The Invisible Woman (Ralph Fiennes, 2013)
In his second directorial outing, Ralph Fiennes brings his adaptation of Claire Tomalin’s book The Invisible Woman to the screen. The title character is eighteen year old Nelly Ternan (Felicity Jones), who has an affair with literary great, Charles Dickens (Ralph Fiennes). The film is reportedly just a snapshot of Nelly’s life as detailed in the book, as a film can only cover so much. However, I felt that the focus was almost a bit too narrow, as the subject matter within the film was painstakingly stretched across almost two hours where not a great deal actually happens. They don’t even have the affair until about two thirds of the way through the film (though they spend their goddamn time talking about the lead up to it).

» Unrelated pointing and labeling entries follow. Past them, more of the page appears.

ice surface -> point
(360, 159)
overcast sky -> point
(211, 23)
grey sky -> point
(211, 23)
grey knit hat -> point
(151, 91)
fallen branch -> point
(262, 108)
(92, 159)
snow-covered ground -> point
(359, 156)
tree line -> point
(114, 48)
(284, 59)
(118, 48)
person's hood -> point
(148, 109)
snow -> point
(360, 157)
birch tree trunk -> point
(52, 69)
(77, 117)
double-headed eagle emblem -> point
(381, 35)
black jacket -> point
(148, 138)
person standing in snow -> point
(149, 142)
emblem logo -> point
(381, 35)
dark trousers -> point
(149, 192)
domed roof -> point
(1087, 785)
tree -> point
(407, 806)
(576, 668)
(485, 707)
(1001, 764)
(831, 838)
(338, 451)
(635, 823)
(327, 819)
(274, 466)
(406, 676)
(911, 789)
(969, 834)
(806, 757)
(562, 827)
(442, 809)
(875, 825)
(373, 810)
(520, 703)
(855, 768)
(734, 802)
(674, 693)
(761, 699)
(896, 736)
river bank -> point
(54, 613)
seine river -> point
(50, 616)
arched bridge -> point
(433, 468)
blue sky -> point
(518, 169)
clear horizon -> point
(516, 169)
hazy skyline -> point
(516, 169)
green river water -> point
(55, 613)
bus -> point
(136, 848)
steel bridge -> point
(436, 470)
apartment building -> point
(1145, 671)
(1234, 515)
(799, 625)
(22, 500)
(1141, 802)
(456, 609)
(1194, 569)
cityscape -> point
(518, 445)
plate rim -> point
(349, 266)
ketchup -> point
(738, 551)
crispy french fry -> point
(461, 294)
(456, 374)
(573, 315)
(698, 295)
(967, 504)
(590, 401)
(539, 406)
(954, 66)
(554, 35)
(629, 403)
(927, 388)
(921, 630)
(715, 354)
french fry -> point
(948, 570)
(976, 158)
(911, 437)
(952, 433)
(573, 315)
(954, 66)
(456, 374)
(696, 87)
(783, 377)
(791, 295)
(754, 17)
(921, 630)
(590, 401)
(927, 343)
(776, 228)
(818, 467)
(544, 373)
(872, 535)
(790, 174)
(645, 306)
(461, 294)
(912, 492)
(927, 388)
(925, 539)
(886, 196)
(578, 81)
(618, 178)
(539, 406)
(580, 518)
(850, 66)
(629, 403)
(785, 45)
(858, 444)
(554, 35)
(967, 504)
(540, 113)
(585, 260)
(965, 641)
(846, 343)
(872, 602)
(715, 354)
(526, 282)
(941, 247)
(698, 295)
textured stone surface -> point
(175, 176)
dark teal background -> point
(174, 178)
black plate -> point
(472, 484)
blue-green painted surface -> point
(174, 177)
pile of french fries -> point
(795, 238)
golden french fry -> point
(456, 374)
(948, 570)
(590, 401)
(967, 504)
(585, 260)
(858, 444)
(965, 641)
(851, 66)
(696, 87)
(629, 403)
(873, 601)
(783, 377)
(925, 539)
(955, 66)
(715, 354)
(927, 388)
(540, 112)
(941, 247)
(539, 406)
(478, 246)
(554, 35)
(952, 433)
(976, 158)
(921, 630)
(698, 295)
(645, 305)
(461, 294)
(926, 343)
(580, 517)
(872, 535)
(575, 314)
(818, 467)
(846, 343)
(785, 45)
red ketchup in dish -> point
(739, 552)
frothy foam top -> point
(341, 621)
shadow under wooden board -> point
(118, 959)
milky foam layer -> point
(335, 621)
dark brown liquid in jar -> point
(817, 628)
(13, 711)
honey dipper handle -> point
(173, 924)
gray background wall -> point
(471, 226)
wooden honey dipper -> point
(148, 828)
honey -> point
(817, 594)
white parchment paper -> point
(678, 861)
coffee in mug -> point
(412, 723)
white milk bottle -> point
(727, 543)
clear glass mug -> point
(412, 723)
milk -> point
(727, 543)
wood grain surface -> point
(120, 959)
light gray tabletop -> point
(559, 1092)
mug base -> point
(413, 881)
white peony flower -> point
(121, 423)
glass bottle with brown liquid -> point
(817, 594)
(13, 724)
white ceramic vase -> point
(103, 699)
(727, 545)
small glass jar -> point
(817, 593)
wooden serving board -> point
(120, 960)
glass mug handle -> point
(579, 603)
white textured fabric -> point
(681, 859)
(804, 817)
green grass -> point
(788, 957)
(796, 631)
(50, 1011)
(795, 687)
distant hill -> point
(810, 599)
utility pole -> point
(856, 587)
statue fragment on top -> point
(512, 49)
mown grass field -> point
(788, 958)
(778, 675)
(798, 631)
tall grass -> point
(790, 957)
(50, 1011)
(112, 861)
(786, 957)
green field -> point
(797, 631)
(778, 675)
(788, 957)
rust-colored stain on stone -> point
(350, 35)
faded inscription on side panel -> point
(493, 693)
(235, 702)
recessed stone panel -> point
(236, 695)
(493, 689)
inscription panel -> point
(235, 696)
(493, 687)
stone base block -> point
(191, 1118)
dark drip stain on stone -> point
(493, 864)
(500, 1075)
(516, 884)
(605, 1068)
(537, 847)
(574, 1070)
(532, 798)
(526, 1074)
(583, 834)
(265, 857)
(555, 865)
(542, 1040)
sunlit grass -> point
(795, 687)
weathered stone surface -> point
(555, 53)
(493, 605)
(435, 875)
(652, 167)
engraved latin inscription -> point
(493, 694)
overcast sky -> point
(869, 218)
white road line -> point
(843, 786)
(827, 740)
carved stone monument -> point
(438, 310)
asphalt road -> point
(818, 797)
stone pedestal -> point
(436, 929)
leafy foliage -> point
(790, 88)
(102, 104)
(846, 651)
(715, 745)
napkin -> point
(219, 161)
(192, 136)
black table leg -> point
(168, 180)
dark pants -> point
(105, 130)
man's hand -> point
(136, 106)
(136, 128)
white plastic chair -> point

When Nelly and Charles do finally sleep together it is devoid of any passion whatsoever. They appear to be simply going through the motions. Fiennes has explained that the film is meant to portray the restrained aspect of a relationship, rather than the Hollywood style of ripping each other’s clothes off in a frenzy. It is true that these sorts of scenes are somewhat of a cliché and I can see what he was trying to do. But who doesn’t secretly love those depictions of that desperate lust with the mad grab for their forbidden love the minute the doors are closed? And the swelling music. I WANTED MORE SWELLING MUSIC. It was extremely difficult to believe that there was any chemistry between these two at all.
The acting was not the issue. Felicity Jones is always a pleasure to watch, and Ralph Fiennes is of course pretty excellent in just about all of his roles to date. Kristin Scott Thomas as Nelly’s mother, Frances, and Joanna Scanlan as Dickens’ wife, Catherine, were also well cast in supporting roles. I respected some of the directing choices (close ups, moments of silence) and the Oscar-nominated costumes were elaborate, but overall I found the film incredibly dull. Whether that’s the directing, the screenwriting (by Abi Morgan), or the real story is difficult to ascertain. Fans of this film seem to be describing it as “restrained”, but really I think that’s just a euphemism for “dull”, “boring”, “passionless”, and “I was dying for it to end”. If you want to see a good old-fashioned affair, see A Royal Affair (Nikolaj Arcel, 2012) instead. There is more clothes ripping and a sumptuous score to accompany it. If a film is going to focus entirely on an affair, it better have some passion. Unfortunately, this is where The Invisible Woman massively falters. Don’t bother with this restrained crap.